An fascinating document (whose length will mean it will take me some time to digest). I shall watch with interest to see what policies the party adopts.

Donald Burling said...

THERE IS AN ARITHMETICAL ANOMALY at the heart of our economic system. All money is expected to earn interest; where does the money to pay the interest come from?

When banks make advances to borrowers, whatever the borrower does, the money finds its way back into the banking system where it is available for lending again. There is thus no limit to the total amount the banks can lend.

When the same money is lent out more than once, the amount of money in circulation is increased - but not the amount of value. This is the essential ingredient of inflation; the interest rate is of little relevance.

Banks can thus lend out what might be called imaginary money - money they have created. Borrowers on the other hand have to make their repayments in real money - what they have earned. Interest tranfers real money from the borrowers to the lenders - individually and in aggregate..

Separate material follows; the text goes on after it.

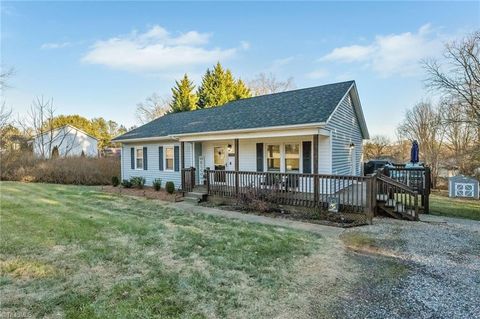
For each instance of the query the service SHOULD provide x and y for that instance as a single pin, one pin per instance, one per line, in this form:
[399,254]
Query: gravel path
[427,269]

The lenders thus become rich, the borrowers poorer. Since the lenders have plenty to spend, those who trade with them can become rich. There is thus developed an economy based on the assumption that rich customers are the only ones that matter. Merrill Lynch has developed a "Cost of Living Extremely Well Index", which takes account of the price of Rolls-Royce cars and yachts. Meanwhile the limited spending power of those in debt may eventually make them hardly worth bothering with in the market-place.

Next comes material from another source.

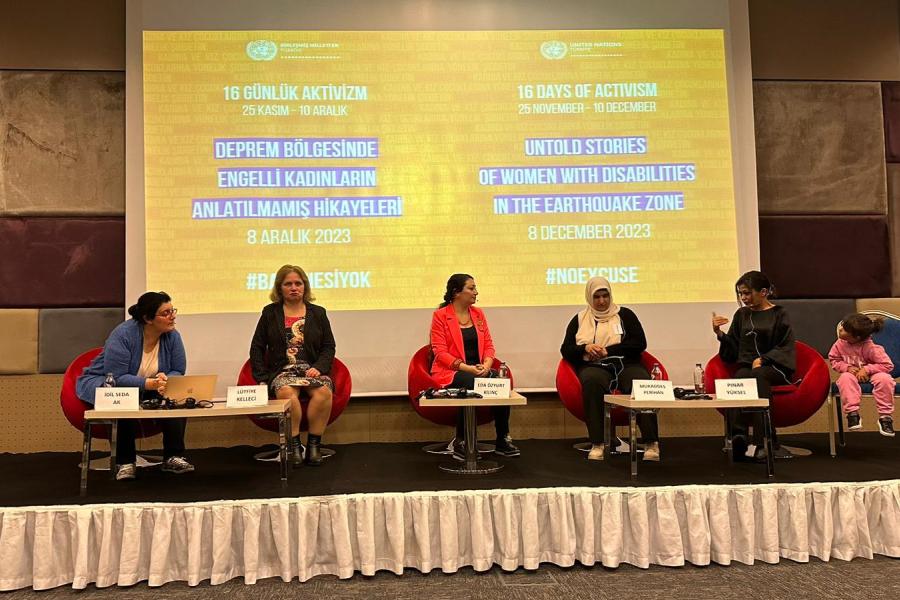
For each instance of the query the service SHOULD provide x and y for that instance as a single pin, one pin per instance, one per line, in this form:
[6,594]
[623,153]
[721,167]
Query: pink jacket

Because housing is a necessity, many people are prepared to borrow beyond their means in order to obtain their first home. House prices have come to be fixed on the assumption that they will do so - never mind the mess they will find themselves in later. Many sensibly accept they cannot afford to get on the housing ladder.

Is there anything that can be done about all this? For a start, what about a swingeing tax on bank profits?